PROCEDURAL AND FACTUAL SUMMARY
Fourteen-month-old Haven was taken into protective custody in June 2017 by the Stanislaus County Community Services Agency (agency) after she was treated in the emergency room for second degree burns on her feet, which were infected for lack of medical care. She also had an unexplained lump on her forehead. Mother and Wyatt, Haven’s father, had a history of drug use, including heroin and cocaine. When mother was interviewed by the social worker about Haven’s injuries, she agreed to drug test and the results were positive for methamphetamine, ecstasy and marijuana. The parents completed the “Parental Notification of Indian Status” (ICWA-020), Wyatt claiming Apache ancestry and mother claiming Cherokee and Potawatomi ancestry.

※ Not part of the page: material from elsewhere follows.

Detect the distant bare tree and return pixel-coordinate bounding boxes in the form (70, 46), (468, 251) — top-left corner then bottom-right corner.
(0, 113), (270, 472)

The agency sent the “Notice of Child Custody Proceeding for Indian Child” (ICWA-030) to all the known Apache, Cherokee and Potawatomi tribes and included the names, addresses and birthdates for the parents, maternal and paternal grandparents and one of the maternal great-grandmothers and the name, birthdate and date of death of a maternal great-grandmother and maternal great-grandfather. There is no information listed for the paternal great-grandparents, even though the social worker spoke to one of the paternal great-grandmothers prior to sending out the notice.
In July 2017, the juvenile court granted the parents reunification services. The court terminated their reunification services at the six-month review hearing in March 2018 and in July 2018 at the section 366.26 hearing found the ICWA did not apply and terminated their parental rights. Only mother appealed.
DISCUSSION
In her sole issue on appeal, mother contends the agency failed to comply with the inquiry and notice requirements of ICWA because it failed to include information about the known paternal great-grandmother on the ICWA-030. Mother requests a limited reversal for full compliance with ICWA. Respondent concedes the error.
A stipulated reversal under Code of Civil Procedure section 128, subdivision (a)(8)(A) is permissible in a dependency case when the parties agree that reversible error occurred, and the stipulated reversal will expedite the final resolution of the case on the merits. (In re Rashad H. (2000) 78 Cal.App.4th 376, 380-382.) The parties agree that insufficient notice was provided under the provisions of ICWA and that reversal of the judgment is appropriate with directions to the juvenile court to make a proper ICWA inquiry. Notice under ICWA must contain sufficient information to determine the child’s direct ancestors. (§ 224.2, subd. (a)(5).) Reversal is, therefore, appropriate given the agency and juvenile court’s failure to provide adequate ICWA notice. Although only mother appealed, the parental rights termination order must be reversed as to both parents. (In re Mary G. (2007) 151 Cal.App.4th 184, 208.)
DISPOSITION
The order terminating parental rights is reversed as to both parents. The juvenile court is directed to order the agency to provide adequate notice which contains information concerning all known relatives pursuant to the provisions of the Indian Child Welfare Act (ICWA). If after proper notice and inquiry, a tribe determines that Haven is an Indian child as defined by ICWA, the juvenile court is directed to conduct a new Welfare and Institutions Code section 366.26 hearing in conformity with the ICWA provisions. If there is no response or the tribes determine that Haven is not an Indian child, the juvenile court is directed to reinstate all previous findings and terminate parental rights. The Clerk/Executive Officer of this court is directed to issue a remittitur immediately. (Cal. Rules of Court rule 8.272(c)(1).)